Peki, kedi ne yapar?

 Mesela;

 Tekmeleseniz, elinizdeki herhangi bir cisim ile kediye vurmayı düşünseniz ve bunu  yapmak  için hiçbir engel olmadığını varsaysanız.

-Ki yapabilirsiniz çünkü ruh haliniz bu yönde.-

     Kedi, inanın sizden daha atak davranıp kabartıp tüylerini, gözlerini kısarak,  saldırıya geçecektir. sırf kendini savunmak adına. Kaybeden kim olur bilmem ama benim merak ettiğim;

      O duvarlar çözemediğiniz sorunlarınız olsa ve her iki sorunun köşesinde sıkışmış olsanız siz ne yapardınız?

Sizi bilmem, bense neyi, nasıl yapacağımı bilmediğim için size soruyorum.

Bakıyorum da yazık ki bir cevabınız yok. Yine kendim çıkarım yapmak zorundayım.

        Belki de o kedi gibi düşünmeli veyahut onun gibi hissetmeliyim. Hayvani içgüdülerimle. İşte yeniden karıştı.

Gerçekten hayvanlardan bizi ayıran sadece düşünce mi? Yani biz mi onlar gibi düşünemiyoruz yoksa onlar mı hayvan değil?

Siz mi cevap verdiniz?

Peki ya siz; sağ köşede oturan arkadaşım, önünüzdeki arkadaş ne diyor ya da solunuzdaki.

 Acaba kendimi mi dinlemeliyim?

      O zaman karşımda dizilip sorularıma cevap olamayan sizleri neden varsınız?  Elbet kendi başıma düşünebilirdim.

        O halde baştan almalıyım. Merak etmeyin size sorma niyetinde değilim. Şimdi kendime soruyorum. Kedinin yerinde ben olsam ki o haldeyim. Nasıl bir tavır alırdım?

   Üstelik saldıran sadece karşımdaki yaratık değil, şimdi duvarlar da birbirine kavuşmak için can atıyor, tıpkı iki dağın bir vadide buluşup yolumuzu kapatması gibi. Hızlı düşünmeliyim henüz vadi açık. Hem küçük bir patika da yeter de bana.
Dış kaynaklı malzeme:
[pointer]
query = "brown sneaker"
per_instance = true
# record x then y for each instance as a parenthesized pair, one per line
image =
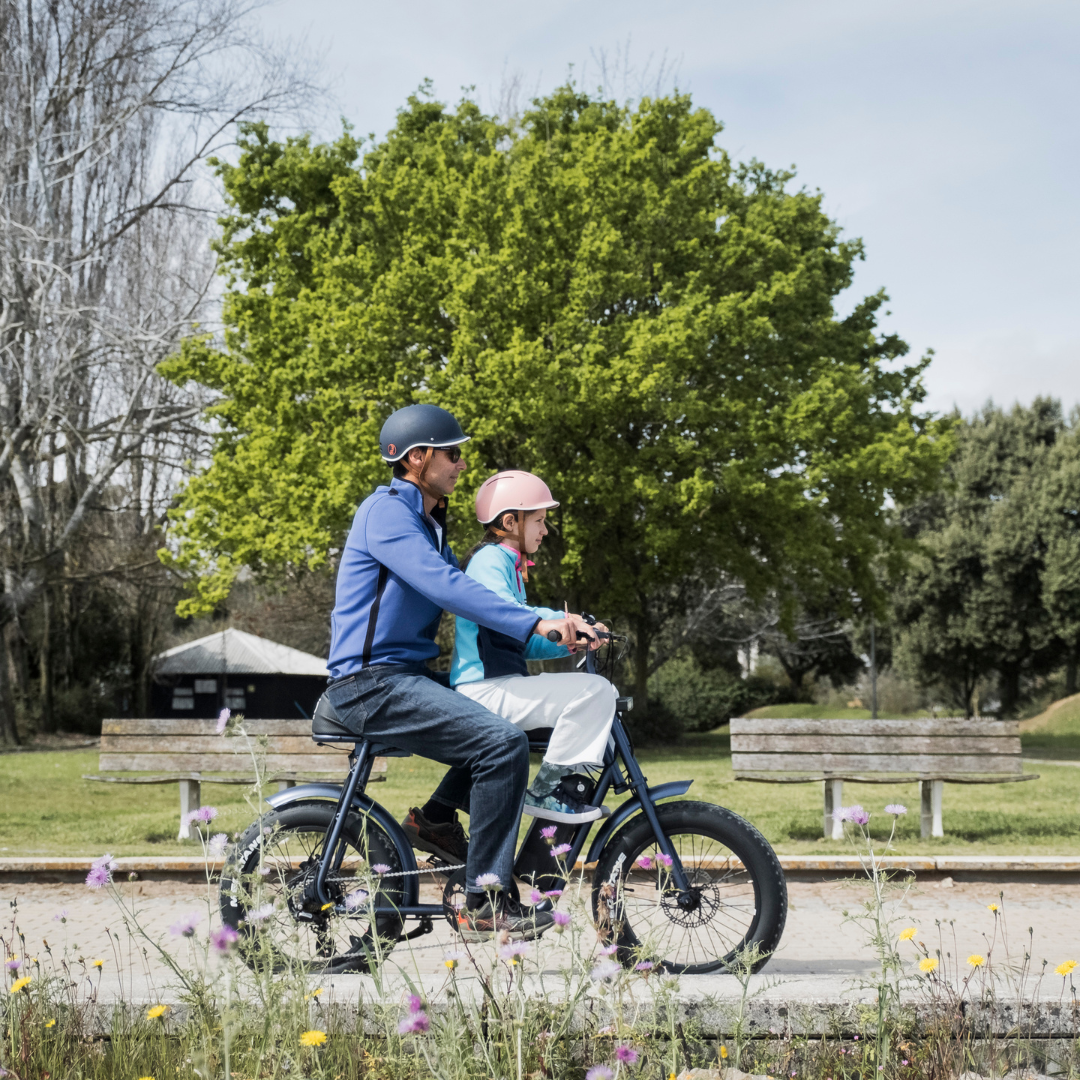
(448, 841)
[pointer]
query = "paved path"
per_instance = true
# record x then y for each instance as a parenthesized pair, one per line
(821, 956)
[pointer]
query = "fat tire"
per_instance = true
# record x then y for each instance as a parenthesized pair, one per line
(715, 823)
(243, 864)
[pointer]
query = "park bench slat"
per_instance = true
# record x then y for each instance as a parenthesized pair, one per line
(926, 728)
(190, 726)
(216, 745)
(925, 764)
(876, 744)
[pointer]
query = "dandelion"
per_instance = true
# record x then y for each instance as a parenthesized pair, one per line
(224, 939)
(604, 972)
(259, 915)
(511, 952)
(186, 927)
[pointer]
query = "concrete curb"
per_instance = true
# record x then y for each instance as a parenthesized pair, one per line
(1056, 869)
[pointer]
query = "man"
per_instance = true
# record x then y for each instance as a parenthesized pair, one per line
(395, 578)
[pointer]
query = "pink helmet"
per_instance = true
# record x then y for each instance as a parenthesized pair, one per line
(511, 490)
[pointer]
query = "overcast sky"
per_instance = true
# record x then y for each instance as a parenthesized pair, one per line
(943, 133)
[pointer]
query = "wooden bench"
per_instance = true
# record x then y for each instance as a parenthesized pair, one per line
(184, 751)
(878, 752)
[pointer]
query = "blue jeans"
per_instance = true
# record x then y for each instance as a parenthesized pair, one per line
(407, 706)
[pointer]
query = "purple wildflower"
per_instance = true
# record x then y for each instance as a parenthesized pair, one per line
(186, 927)
(224, 939)
(354, 899)
(414, 1023)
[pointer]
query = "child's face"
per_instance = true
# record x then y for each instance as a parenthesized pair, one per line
(536, 529)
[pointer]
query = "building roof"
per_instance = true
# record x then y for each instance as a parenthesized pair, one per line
(233, 651)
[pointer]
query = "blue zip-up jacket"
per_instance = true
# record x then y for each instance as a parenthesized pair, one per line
(482, 651)
(395, 578)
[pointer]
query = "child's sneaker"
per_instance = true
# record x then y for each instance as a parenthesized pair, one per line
(558, 806)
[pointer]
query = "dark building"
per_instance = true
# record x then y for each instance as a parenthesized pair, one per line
(243, 672)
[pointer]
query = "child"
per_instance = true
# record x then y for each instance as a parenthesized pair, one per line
(490, 669)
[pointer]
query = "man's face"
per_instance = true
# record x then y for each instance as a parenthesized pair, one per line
(442, 473)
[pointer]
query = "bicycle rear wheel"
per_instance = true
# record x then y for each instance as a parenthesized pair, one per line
(267, 892)
(738, 901)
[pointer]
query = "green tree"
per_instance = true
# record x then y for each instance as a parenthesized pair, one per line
(970, 606)
(602, 297)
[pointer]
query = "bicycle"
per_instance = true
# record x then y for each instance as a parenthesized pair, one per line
(687, 885)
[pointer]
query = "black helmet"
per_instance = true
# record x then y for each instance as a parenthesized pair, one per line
(418, 426)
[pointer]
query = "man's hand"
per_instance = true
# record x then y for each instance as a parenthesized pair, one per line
(564, 628)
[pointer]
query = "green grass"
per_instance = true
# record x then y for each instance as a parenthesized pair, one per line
(50, 810)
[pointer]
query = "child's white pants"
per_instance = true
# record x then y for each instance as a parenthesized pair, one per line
(579, 706)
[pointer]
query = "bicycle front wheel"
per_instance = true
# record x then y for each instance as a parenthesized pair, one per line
(268, 895)
(736, 908)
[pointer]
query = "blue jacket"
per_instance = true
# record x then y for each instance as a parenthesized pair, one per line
(482, 651)
(395, 578)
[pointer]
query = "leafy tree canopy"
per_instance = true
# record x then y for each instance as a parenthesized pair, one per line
(602, 297)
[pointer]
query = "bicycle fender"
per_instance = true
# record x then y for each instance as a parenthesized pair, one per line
(304, 793)
(631, 807)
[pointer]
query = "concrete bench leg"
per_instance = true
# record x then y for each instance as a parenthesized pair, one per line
(930, 796)
(834, 799)
(189, 800)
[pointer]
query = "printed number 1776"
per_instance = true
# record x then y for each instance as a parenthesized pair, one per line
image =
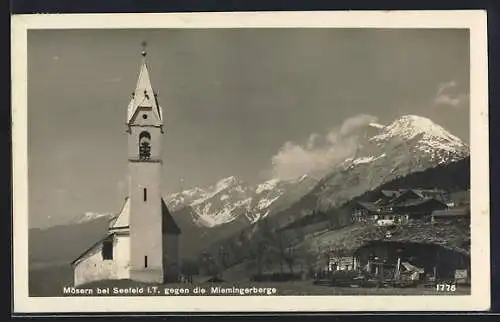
(446, 287)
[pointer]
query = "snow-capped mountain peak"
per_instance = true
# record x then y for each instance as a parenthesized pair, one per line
(408, 127)
(267, 185)
(226, 182)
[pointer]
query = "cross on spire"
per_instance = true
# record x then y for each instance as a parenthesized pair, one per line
(144, 95)
(144, 45)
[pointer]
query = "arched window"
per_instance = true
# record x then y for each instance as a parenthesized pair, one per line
(144, 146)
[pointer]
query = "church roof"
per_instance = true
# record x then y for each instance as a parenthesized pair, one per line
(122, 221)
(143, 95)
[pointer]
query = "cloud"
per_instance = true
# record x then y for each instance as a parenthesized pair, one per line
(113, 80)
(448, 95)
(320, 152)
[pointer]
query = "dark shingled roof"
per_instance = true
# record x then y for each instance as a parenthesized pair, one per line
(168, 223)
(453, 212)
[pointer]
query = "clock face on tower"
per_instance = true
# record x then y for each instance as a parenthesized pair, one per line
(144, 146)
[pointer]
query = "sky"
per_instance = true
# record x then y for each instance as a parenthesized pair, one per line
(235, 102)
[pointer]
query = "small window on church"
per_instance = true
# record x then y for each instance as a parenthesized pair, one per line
(144, 146)
(107, 249)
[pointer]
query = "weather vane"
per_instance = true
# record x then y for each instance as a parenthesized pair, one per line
(144, 45)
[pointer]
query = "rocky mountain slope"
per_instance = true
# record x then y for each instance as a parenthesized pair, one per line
(230, 207)
(409, 144)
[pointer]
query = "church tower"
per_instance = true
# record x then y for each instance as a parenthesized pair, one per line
(145, 129)
(142, 243)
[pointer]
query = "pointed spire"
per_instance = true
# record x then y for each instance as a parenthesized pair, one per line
(144, 94)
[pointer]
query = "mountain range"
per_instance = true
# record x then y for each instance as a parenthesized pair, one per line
(232, 207)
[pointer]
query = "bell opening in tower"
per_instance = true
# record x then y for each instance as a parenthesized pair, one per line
(144, 146)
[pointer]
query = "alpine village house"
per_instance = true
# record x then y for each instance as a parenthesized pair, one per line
(142, 240)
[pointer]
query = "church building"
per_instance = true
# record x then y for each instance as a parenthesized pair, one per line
(142, 240)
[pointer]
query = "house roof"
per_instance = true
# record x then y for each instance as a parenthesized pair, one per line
(391, 193)
(452, 212)
(417, 202)
(368, 206)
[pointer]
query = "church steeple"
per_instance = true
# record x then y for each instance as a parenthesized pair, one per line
(144, 97)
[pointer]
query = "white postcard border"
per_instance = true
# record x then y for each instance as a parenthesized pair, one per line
(474, 20)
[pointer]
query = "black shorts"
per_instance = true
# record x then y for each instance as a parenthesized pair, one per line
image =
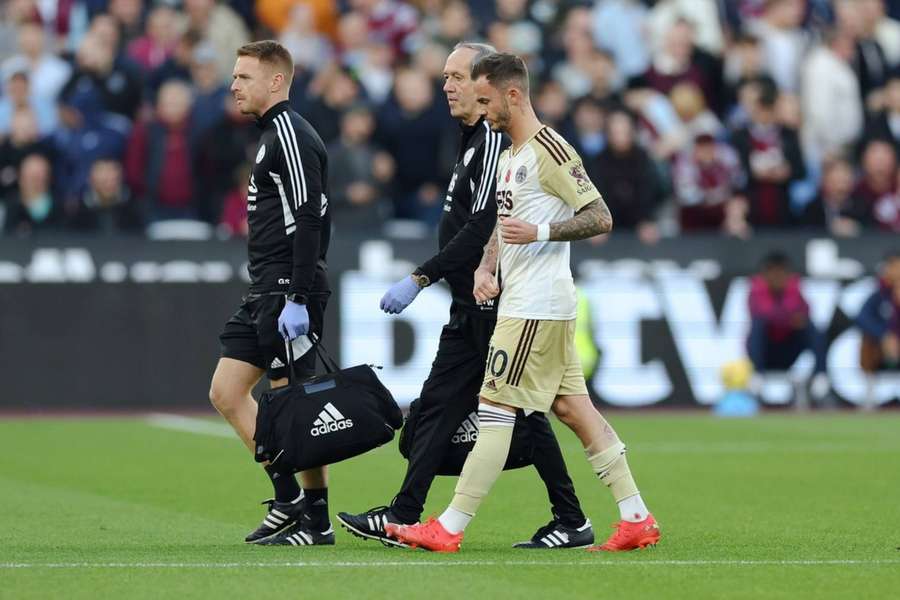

dağlar kavuşunca yeryüzünde düzlük kalır mı?- 

İşte bunu bilmiyorum. Tahmin ettiğim gibi cevap yok sizde. Daha da hızlı düşünmeliyim. 

     Hayır, şimdi çalan ezginin ritmi gayet yavaş, ağır aksak, bu seyir de vadiyi geçmem olanaksız.

Ah! Evet, haklısınız.

     Ayakta duran arkadaşın fikri mi bu? Ezginin temposu gerisinde yarattığı depremin seyrini taşımaz. Bazen bir nota, uzun vadileri resmedebilir kendi depremlerinde.

Yoksa cevap bu mu?

   - Depremlerin yarattığı altüst oluşla mı sorunlar çözülür? -

     Tabi ki hiçbir sorun çözümsüz değildir. Bu hikâye sıkılganlığın hikâyesi  olsa da, kendi adını değiştirebilir mi sözcükler?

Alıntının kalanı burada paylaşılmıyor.